Perhaps we fear change more than ever. Tyler Cowen’s new book The Complacent Class (UK) (US) argues that America has become less adventurous in many ways. An album from two decades ago would sound just fine to modern ears; films wrap new special effects around well-worn plots and characters. The chief expression of our cultural courage now is to eat at a trendy new restaurant. Ethiopian or Peruvian cuisine may offer delicious fresh flavours but it is hardly a force for cultural revolution.

Mr Cowen’s argument is fascinating. But one need not invoke culture to explain the stasis in the job market. A 2016 paper from economists Mike Konczal and Marshall Steinbaum argued that the main reason people don’t quit or move to find good jobs is because there are fewer good jobs available. If companies were hungry for talent, but people were reluctant to move, wages should be soaring in a scramble to persuade them. In most industries, they aren’t.

A more upbeat account, at least superficially, comes from economists Greg Kaplan and Sam Schulhofer-Wohl. They point out that, thanks to the internet, people can find the perfect job in the perfect place and never need to move again. (The same logic implies that dating apps reduce the number of fruitless first dates. I am not sure anybody believes that.)

But Messrs Kaplan and Schulhofer-Wohl also note that economies are now more homogenous than once they were. When once people would move to Michigan to build cars, or to coastal ports to work on the docks, now every job is a service-sector job. Whether you flip burgers or perform brain surgery, you can work in any state, so there is no strong need to move.

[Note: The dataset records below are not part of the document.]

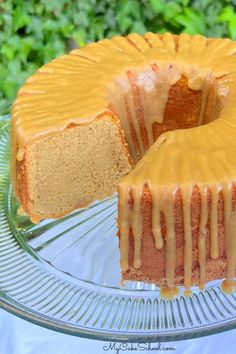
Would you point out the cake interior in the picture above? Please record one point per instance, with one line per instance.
(60, 176)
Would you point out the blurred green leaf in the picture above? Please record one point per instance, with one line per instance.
(36, 31)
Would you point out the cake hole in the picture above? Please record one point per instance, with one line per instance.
(157, 99)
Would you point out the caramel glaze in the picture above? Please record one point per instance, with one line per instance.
(143, 71)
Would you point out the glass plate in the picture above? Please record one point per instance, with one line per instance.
(65, 275)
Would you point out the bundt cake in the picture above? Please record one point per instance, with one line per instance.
(117, 113)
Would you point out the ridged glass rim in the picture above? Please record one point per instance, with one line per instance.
(18, 309)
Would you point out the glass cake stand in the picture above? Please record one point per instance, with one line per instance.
(64, 275)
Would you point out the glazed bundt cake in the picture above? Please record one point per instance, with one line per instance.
(154, 115)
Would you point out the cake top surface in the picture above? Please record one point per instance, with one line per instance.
(75, 88)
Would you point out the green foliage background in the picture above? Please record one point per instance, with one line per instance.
(32, 32)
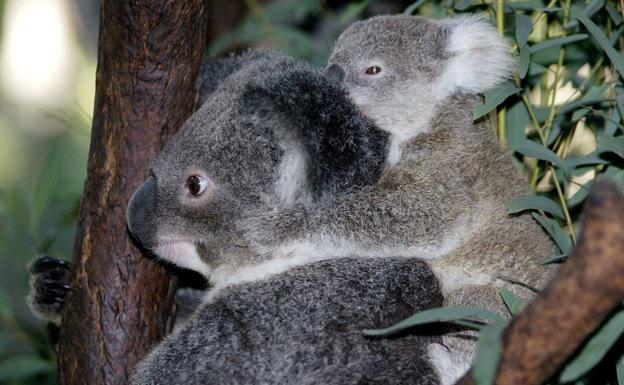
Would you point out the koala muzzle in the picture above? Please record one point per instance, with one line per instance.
(139, 214)
(335, 73)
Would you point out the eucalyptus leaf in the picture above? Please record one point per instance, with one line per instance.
(616, 58)
(445, 314)
(554, 259)
(489, 347)
(614, 14)
(5, 304)
(563, 241)
(534, 202)
(353, 10)
(535, 150)
(462, 5)
(526, 5)
(494, 97)
(595, 349)
(20, 368)
(619, 369)
(517, 120)
(525, 61)
(557, 42)
(514, 303)
(524, 26)
(613, 144)
(579, 197)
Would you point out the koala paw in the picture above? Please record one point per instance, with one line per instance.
(49, 284)
(447, 364)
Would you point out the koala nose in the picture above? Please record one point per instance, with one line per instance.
(335, 72)
(139, 213)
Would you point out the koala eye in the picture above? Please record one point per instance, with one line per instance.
(374, 70)
(196, 185)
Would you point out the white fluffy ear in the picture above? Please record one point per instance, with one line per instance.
(480, 57)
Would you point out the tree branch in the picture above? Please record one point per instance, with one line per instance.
(149, 55)
(576, 302)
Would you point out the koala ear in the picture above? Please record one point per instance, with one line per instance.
(480, 57)
(323, 135)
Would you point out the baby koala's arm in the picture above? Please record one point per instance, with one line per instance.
(414, 210)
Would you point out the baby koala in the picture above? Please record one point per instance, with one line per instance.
(444, 192)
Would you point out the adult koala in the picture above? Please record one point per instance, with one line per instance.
(288, 137)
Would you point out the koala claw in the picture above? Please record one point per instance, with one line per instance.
(49, 284)
(45, 264)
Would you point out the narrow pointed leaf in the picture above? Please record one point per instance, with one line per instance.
(524, 26)
(613, 144)
(554, 259)
(514, 303)
(446, 314)
(525, 61)
(494, 97)
(563, 241)
(489, 347)
(558, 42)
(535, 150)
(616, 58)
(595, 349)
(534, 202)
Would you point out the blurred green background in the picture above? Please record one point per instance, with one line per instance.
(561, 116)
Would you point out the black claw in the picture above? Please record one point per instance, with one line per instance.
(52, 299)
(46, 263)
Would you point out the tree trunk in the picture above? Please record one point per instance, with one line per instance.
(121, 305)
(585, 290)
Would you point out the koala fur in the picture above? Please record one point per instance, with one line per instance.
(447, 173)
(299, 325)
(304, 326)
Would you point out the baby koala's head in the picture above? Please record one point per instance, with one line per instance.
(398, 68)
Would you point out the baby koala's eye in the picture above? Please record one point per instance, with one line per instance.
(374, 70)
(196, 185)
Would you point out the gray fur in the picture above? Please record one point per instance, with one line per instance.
(304, 326)
(448, 174)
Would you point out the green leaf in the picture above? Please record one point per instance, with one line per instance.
(514, 303)
(563, 241)
(616, 58)
(413, 7)
(613, 144)
(589, 159)
(578, 197)
(445, 314)
(535, 150)
(595, 349)
(524, 26)
(557, 42)
(526, 5)
(517, 120)
(619, 368)
(5, 304)
(18, 368)
(525, 61)
(353, 10)
(614, 14)
(534, 202)
(494, 97)
(489, 348)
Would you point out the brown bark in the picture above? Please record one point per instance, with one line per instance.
(584, 292)
(149, 54)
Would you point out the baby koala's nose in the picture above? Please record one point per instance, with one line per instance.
(335, 72)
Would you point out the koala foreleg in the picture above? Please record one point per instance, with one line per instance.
(49, 284)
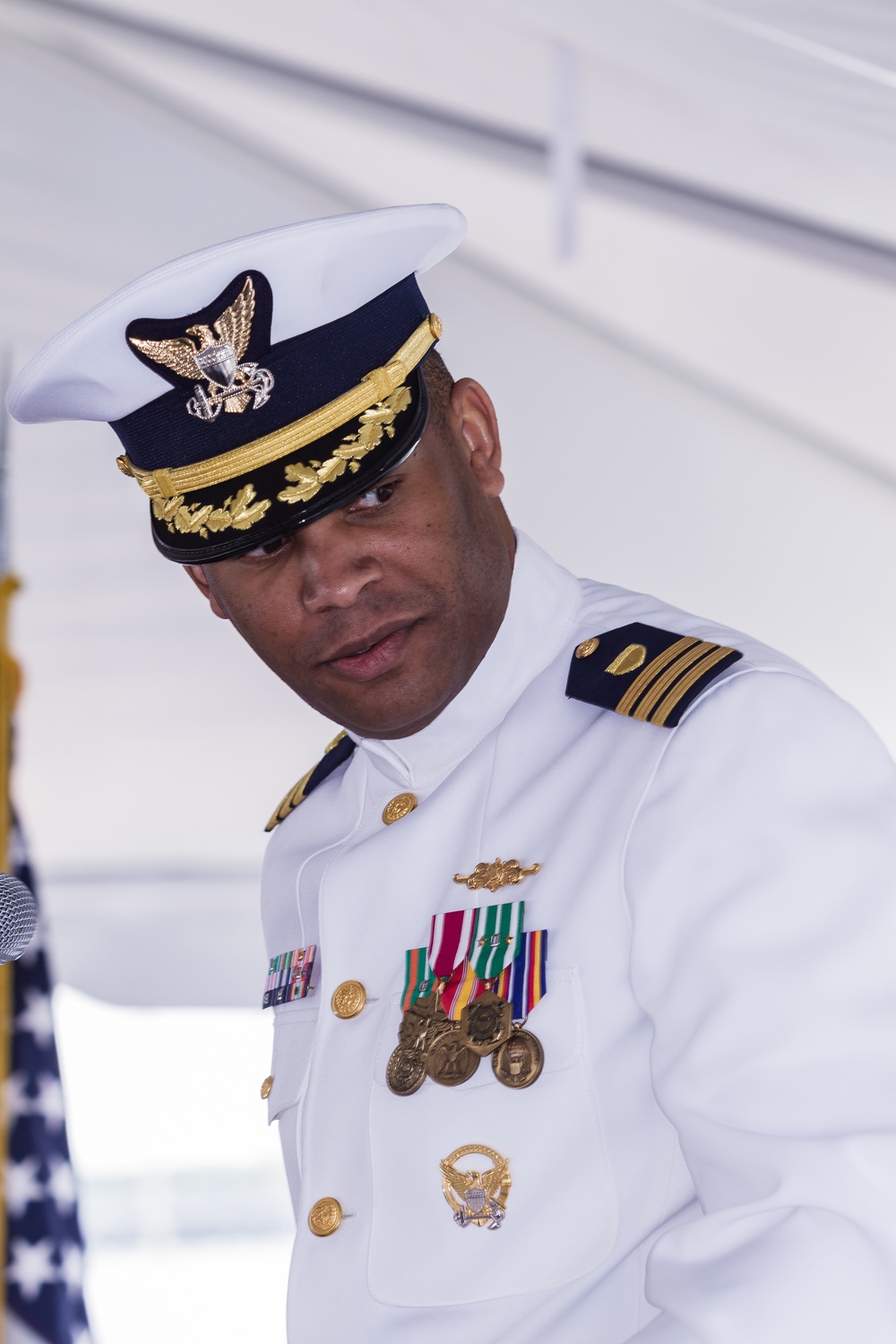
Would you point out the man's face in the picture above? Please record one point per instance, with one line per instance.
(378, 613)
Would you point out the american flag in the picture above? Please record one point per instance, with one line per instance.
(45, 1247)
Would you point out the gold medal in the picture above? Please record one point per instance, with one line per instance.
(421, 1026)
(487, 1023)
(519, 1061)
(405, 1072)
(449, 1061)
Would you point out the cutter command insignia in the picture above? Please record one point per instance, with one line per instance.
(648, 674)
(336, 754)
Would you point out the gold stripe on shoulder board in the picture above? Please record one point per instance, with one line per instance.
(297, 793)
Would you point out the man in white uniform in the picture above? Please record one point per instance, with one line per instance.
(583, 938)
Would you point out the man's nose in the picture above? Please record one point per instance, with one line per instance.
(335, 567)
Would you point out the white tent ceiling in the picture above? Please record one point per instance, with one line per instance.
(699, 401)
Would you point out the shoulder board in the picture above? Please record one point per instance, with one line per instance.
(645, 674)
(338, 752)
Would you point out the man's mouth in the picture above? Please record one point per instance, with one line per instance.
(368, 658)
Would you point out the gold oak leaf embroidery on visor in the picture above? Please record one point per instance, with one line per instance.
(238, 511)
(242, 510)
(373, 425)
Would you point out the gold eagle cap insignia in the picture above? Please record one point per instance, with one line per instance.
(476, 1198)
(217, 358)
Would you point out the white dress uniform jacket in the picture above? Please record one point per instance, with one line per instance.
(710, 1155)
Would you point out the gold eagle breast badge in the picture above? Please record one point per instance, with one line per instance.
(477, 1198)
(228, 382)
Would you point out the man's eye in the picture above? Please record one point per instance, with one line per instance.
(266, 548)
(379, 495)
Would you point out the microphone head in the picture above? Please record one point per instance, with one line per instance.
(18, 917)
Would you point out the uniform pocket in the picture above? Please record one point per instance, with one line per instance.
(560, 1210)
(295, 1026)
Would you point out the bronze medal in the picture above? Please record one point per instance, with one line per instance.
(424, 1023)
(405, 1072)
(487, 1023)
(519, 1061)
(449, 1061)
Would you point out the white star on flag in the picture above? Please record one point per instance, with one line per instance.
(22, 1185)
(15, 1097)
(62, 1185)
(31, 1266)
(37, 1016)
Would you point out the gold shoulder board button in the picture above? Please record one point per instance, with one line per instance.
(400, 806)
(325, 1217)
(349, 999)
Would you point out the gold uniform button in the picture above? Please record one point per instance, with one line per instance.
(325, 1217)
(400, 806)
(349, 999)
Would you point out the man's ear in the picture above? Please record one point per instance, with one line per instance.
(476, 422)
(198, 575)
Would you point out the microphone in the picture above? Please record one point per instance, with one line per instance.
(18, 917)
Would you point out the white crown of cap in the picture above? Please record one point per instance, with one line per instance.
(319, 271)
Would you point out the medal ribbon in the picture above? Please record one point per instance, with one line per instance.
(289, 976)
(450, 941)
(461, 989)
(524, 981)
(495, 938)
(418, 978)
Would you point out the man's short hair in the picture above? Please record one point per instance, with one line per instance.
(438, 384)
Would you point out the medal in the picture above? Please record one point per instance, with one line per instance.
(418, 978)
(405, 1072)
(519, 1061)
(487, 1023)
(449, 1061)
(450, 938)
(422, 1021)
(461, 989)
(497, 935)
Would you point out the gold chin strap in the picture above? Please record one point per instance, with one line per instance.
(168, 481)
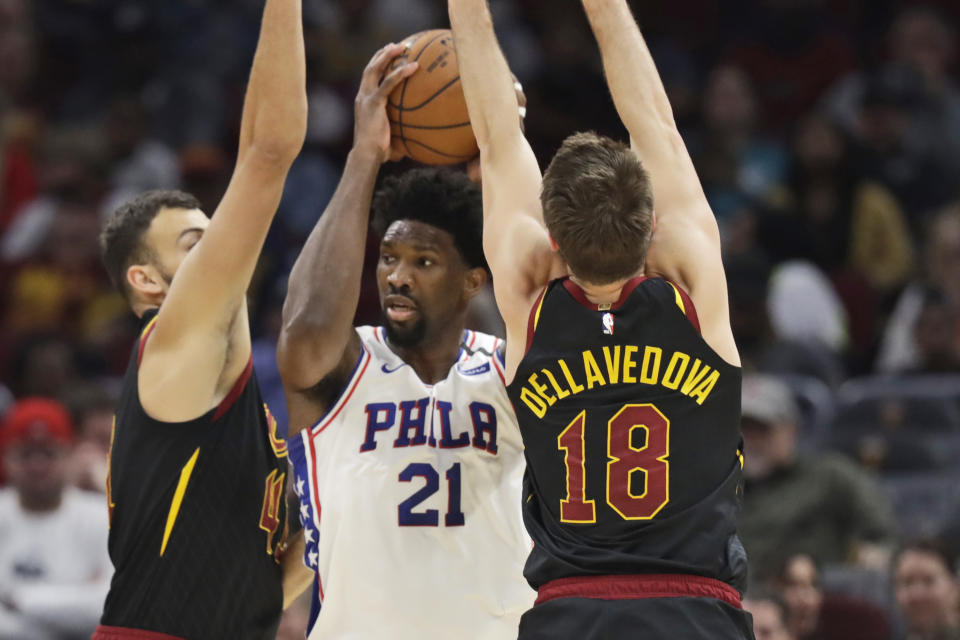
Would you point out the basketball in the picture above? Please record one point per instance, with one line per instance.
(427, 111)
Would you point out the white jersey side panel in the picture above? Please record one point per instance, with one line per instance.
(410, 496)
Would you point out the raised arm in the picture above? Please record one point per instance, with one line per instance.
(186, 359)
(515, 242)
(686, 241)
(317, 338)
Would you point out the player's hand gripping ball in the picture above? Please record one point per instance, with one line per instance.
(427, 111)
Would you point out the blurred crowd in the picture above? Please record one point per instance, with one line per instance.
(827, 137)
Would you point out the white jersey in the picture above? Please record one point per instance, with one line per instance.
(410, 499)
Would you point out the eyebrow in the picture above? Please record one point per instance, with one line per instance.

This is plausible, but it is also sad. It suggests that given the ability to move anywhere, we stay put. I am reminded of a study of college friendships conducted by psychologists Angela Bahns, Kate Pickett and Christian Crandall. They found that students in a large, diverse campus sought out and befriended other students very much like themselves. In smaller universities with fewer friendship options, young people had more varied groups of friends because the alternative was to have no friends at all. Our bias towards the status quo is not new — but perhaps we are taking advantage of new opportunities to indulge it.